Everyman his own auditor?
David Walker, Director of Communications at the soon-to-be-abolished Audit Commission, has written an interesting article for Public Finance.
He examines the Government's idea of everyman as auditor, the do-it-yourself scheme which marries the Big Society to data transparency. The idea is that we're all supposed to scan Government spending figures as they appear on sites such as www.data.gov.uk, and pick up misdemeanours. As somebody who spends a good deal of time trying to do this with statistical data, I can promise it's not easy.
Eric Pickles (pictured) has been widely praised in Conservative circles for his plans to abolish the Audit Commission, originally invented (if my memory serves) by Michael Heseltine. The decision strikes me as short-sighted. The commission is now trying to reinvent itself as an employee-owned cooperative or mutual.

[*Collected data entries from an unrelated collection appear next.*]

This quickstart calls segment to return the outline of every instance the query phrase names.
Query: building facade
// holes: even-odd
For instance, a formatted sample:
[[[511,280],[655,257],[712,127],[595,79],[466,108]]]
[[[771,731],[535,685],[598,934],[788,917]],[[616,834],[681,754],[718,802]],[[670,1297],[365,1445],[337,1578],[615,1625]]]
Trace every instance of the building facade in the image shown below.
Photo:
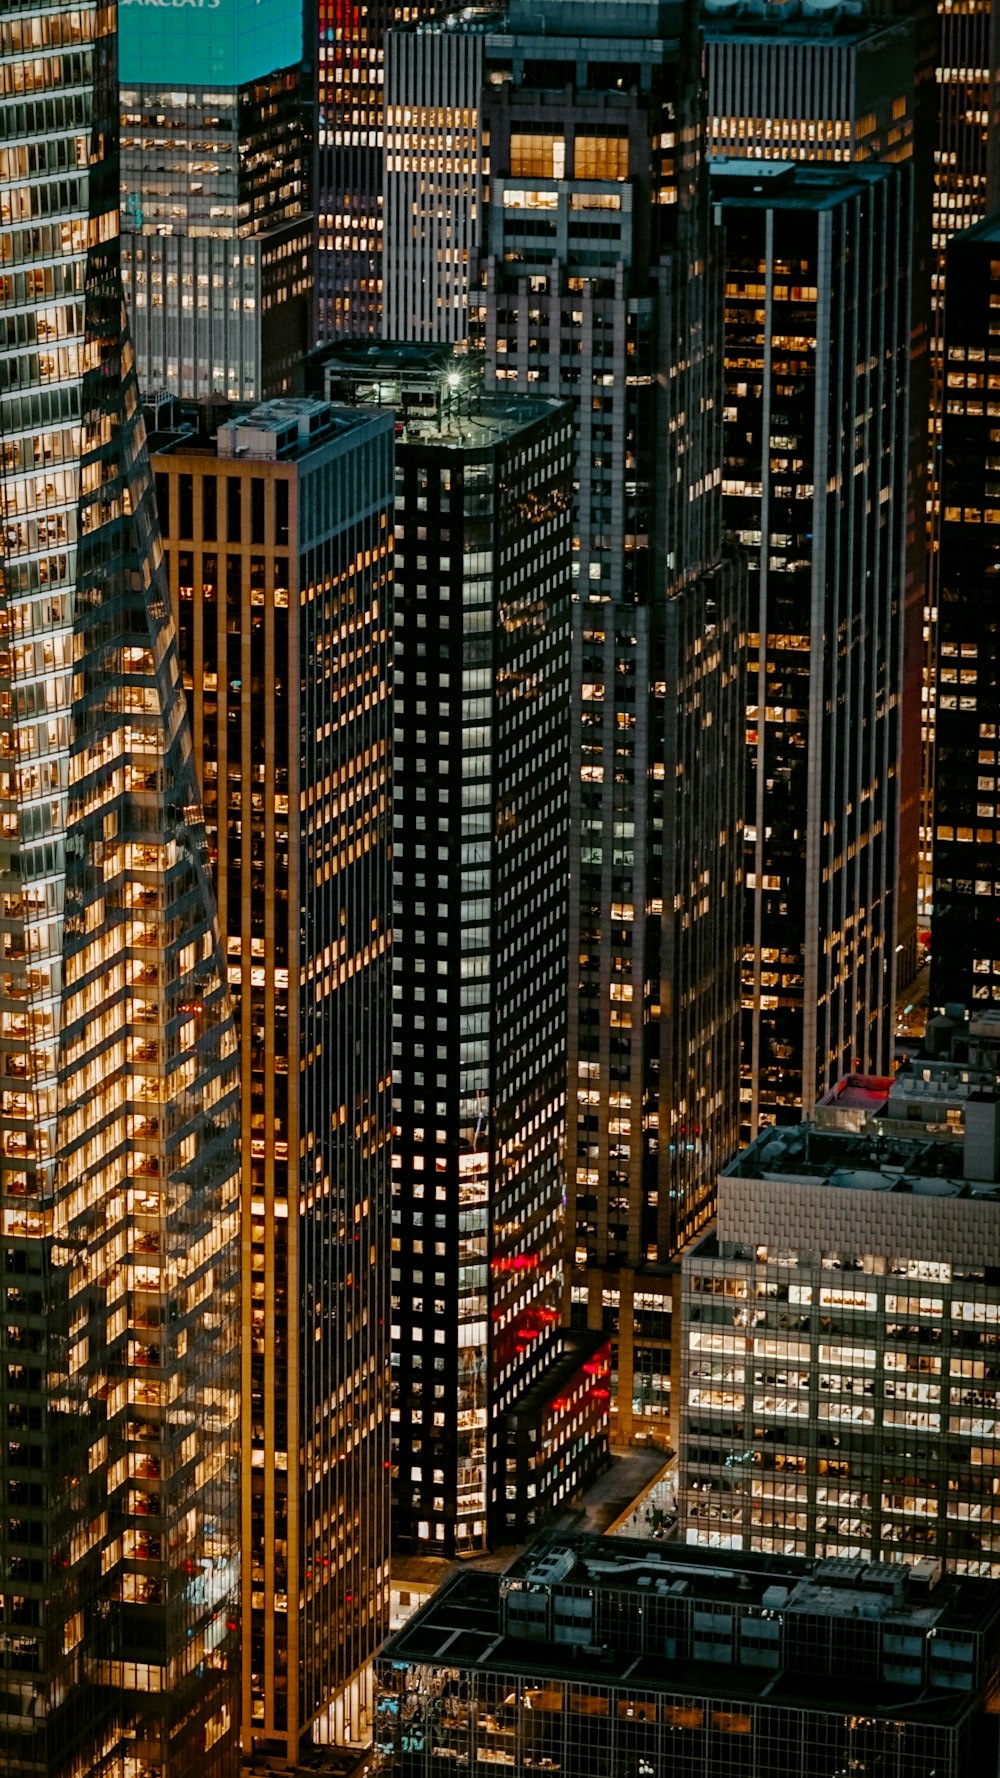
[[[726,0],[714,5],[705,0],[702,14],[713,155],[834,164],[875,160],[906,169],[909,485],[895,898],[901,982],[912,981],[917,969],[921,822],[926,826],[927,814],[922,797],[931,783],[929,741],[922,729],[930,712],[924,629],[936,141],[937,31],[928,16],[931,6],[932,0],[901,0],[896,6],[889,0],[870,8],[849,3],[819,10],[808,0],[802,5],[792,0],[754,15],[727,10]],[[923,862],[926,891],[926,857]]]
[[[948,243],[931,1004],[1000,1001],[1000,220]]]
[[[907,18],[784,5],[773,19],[703,0],[709,153],[854,162],[913,153]]]
[[[316,330],[322,340],[382,331],[386,32],[450,10],[442,0],[364,6],[314,0]]]
[[[933,1562],[555,1535],[454,1576],[390,1638],[375,1770],[992,1771],[998,1611]]]
[[[0,18],[0,1758],[234,1778],[239,1079],[115,54],[111,6]]]
[[[576,424],[573,1308],[615,1336],[622,1435],[665,1435],[670,1262],[735,1139],[742,869],[694,9],[514,6],[486,62],[472,337]]]
[[[311,344],[301,0],[121,10],[123,271],[144,395],[260,401]]]
[[[483,40],[495,14],[398,26],[385,43],[382,335],[464,340],[479,239]]]
[[[243,1734],[357,1737],[388,1611],[392,425],[154,439],[243,1084]]]
[[[1000,1575],[997,1092],[920,1088],[763,1131],[720,1179],[684,1261],[688,1543]]]
[[[396,414],[393,1539],[449,1556],[575,1494],[608,1416],[561,1327],[572,412],[463,366],[326,367]]]
[[[892,1042],[907,207],[864,166],[725,162],[723,498],[749,552],[742,1122]]]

Walker makes several points of interest to statististicians. University Minister David Willetts, he reports, is fighting tooth and nail to get funding for the 2012 cohort study amid fears that it will succumb to the spending review. Social research generally could be facing a hard time, while Grant Shapps, Communities Minister, has indicated that there is no future for the Place Survey, a biennial survey of people's views about the places where they live. (That may not cause too many tears: read here what Straight Statistics said about it).
Walker's conclusion is that this is a Government that cares relatively little about evidence, and while he's hardly an unbiased observer, working for a body facing the axe and married to Polly Toynbee of The Guardian, I think he may be right.